ETOBICOKE, Ontario -- Oshawa Group here said it is combining its retail and wholesale divisions under a single umbrella with a new name -- Agora Food Merchants -- to improve efficiency and wield more buying clout for its retail customers.
Previously, Oshawa's eight wholesale/retail divisions operated as separate businesses. Oshawa, which supplies 1,500 Canadian independent and corporate stores from the Atlantic to the Alberta border, said last week it had launched major initiatives to standardize business procedures in such areas as information technology, distribution logistics, merchandise procurement, human resources, finance, real estate, and retail store development and design. The goal is to heighten operational performance while improving efficiency, officials said.
The company said it will take a restructuring charge in the fourth quarter -- but it expects to offset that charge by gaining $9.18 million ($13 million Canadian) in efficiencies in coming years.
Oshawa said it will consolidate many of its purchasing functions into a national procurement department that will allow national and regional suppliers to reach any or all of Oshawa's banners -- IGA, Price Chopper, Tradition, Food Town and Omni -- more efficiently when creating promotions, consumer programs and national product listings. This new national procurement department will be headed by Pierre Charron, vice president of national procurement. However, Oshawa said its retail clients will continue to deal with the same divisional staff as before the consolidation.
As a result of the consolidation, Agora Food Merchants will be comprised of three regions.
The Eastern Region will consist of two divisions: the Quebec Division (formerly Hudon et Deaudelin), and the Atlantic Division (formerly Bolands and Lewisporte).
The Central Region will have one division: the Ontario Division, which will replace three previous entities: Oshawa Foods, Knechtel and Horizon.
The Western Region will have two divisions: the Manitoba/Saskatchewan Division (formerly Codville), and the Alberta Division (formerly Horne & Pitfield).
"We're a support operation for franchise stores," said Tim Carter, Oshawa's vice president of public affairs. "And this will allow us to strengthen the store-support services -- everything from marketing to logistics."
After the consolidation, Oshawa Group will operate only two segments: Agora Food Merchants (named for the Greek word "agora," meaning "marketplace") and Serca Foodservice, which supplies restaurants, hotels and health care facilities.
Earlier this year, the company sold its Pharma Plus Drugmarts subsidiary -- as well as 24 retail properties and two cold storage facilities -- in an effort to raise capital and focus more attention on core food businesses.
"What we're doing is trying to leverage our size," Carter said. "In each of the markets in which our divisions operate, they are the second- or third-largest. But when you add them all up, we're one of the largest [food companies] in Canada.
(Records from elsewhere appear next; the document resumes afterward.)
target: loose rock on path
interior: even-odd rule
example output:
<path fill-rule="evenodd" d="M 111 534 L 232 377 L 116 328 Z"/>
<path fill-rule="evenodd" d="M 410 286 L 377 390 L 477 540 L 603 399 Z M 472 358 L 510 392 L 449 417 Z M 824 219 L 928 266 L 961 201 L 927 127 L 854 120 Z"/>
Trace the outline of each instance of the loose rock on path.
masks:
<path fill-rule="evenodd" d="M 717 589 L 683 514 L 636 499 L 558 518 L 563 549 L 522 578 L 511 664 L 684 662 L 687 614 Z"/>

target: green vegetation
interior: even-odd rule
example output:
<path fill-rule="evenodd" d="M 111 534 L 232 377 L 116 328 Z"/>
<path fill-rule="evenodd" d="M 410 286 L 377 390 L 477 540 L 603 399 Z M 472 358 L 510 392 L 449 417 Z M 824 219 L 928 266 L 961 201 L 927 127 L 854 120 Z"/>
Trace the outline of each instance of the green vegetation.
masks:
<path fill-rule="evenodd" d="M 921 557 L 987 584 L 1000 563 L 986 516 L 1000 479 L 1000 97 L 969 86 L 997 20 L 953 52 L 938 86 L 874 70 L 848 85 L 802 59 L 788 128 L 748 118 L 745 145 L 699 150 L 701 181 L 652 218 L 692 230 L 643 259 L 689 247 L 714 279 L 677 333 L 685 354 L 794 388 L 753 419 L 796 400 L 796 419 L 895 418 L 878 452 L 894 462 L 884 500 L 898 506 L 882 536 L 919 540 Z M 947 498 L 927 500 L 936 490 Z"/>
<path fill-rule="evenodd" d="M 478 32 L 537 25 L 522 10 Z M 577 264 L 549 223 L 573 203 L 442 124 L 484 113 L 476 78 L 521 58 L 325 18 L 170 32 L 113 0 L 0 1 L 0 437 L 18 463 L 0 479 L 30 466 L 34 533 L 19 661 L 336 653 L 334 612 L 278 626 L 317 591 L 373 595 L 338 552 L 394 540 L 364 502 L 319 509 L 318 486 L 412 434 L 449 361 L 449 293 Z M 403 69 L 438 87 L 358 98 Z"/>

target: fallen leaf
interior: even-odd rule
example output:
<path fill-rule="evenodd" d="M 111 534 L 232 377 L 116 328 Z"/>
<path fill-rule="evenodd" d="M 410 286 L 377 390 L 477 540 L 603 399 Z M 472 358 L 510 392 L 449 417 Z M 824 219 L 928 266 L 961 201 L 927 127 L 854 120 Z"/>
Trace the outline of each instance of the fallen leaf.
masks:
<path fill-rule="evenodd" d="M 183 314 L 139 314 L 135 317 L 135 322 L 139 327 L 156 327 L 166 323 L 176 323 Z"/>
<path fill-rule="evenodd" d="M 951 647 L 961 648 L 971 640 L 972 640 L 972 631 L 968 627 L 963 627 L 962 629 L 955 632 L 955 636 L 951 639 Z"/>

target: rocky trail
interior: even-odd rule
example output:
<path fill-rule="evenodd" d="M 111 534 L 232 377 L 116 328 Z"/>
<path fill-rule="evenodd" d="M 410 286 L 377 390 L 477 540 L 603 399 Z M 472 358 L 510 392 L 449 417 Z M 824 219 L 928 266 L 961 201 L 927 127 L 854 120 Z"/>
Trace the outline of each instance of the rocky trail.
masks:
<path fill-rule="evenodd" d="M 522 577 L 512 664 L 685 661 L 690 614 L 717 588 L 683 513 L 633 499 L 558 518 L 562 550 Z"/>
But we haven't been taking advantage of our size -- in terms of purchasing or creating the most competitive store-support services for the retailers -- until now.
"This is basically a growth strategy."
Carter said the consolidated entity would make Oshawa-supplied stores "more competitive and more exciting."
Because of the streamlined logistics, retail customers and the shopping public will begin to see fresher products, he said.
Oshawa will also continue to expand its line of private-label offerings. Currently, the company has about 1,000 stockkeeping units, including 60 launched this month. Carter said upcoming private-label products will emphasize niche, gourmet and high-quality meal solutions, including frozens, chilled and ready to eat.
Oshawa last week opened two concept stores that focus on fresh departments: a 15,000-square-foot Tradition store in central Toronto, and a larger IGA Marketplace store in Mississagua, a Toronto suburb. Both formats offer a high proportion -- about 50% -- of fresh products: meat, produce, deli and bakery.
Both new formats also offer meal solutions, though to differing degrees. Carter said urban locations will stock more meal solutions than rural units.
"We're going to be tailoring these stores very closely to their trading area," Carter said. "They have less space, and there will be tremendous attention devoted to utilizing that space very carefully."
Oshawa plans to convert smaller IGA stores to the Tradition format and larger stores to the IGA Marketplace format in the next two years. The company plans to have five Tradition stores open before spring and "hundreds" of units under the two new banners in the next two or three years, Carter said.
Oshawa last week reported an 11% increase in sales for the third quarter ended Nov. 1, to $1.13 billion, compared with $1.01 billion in the year-ago quarter.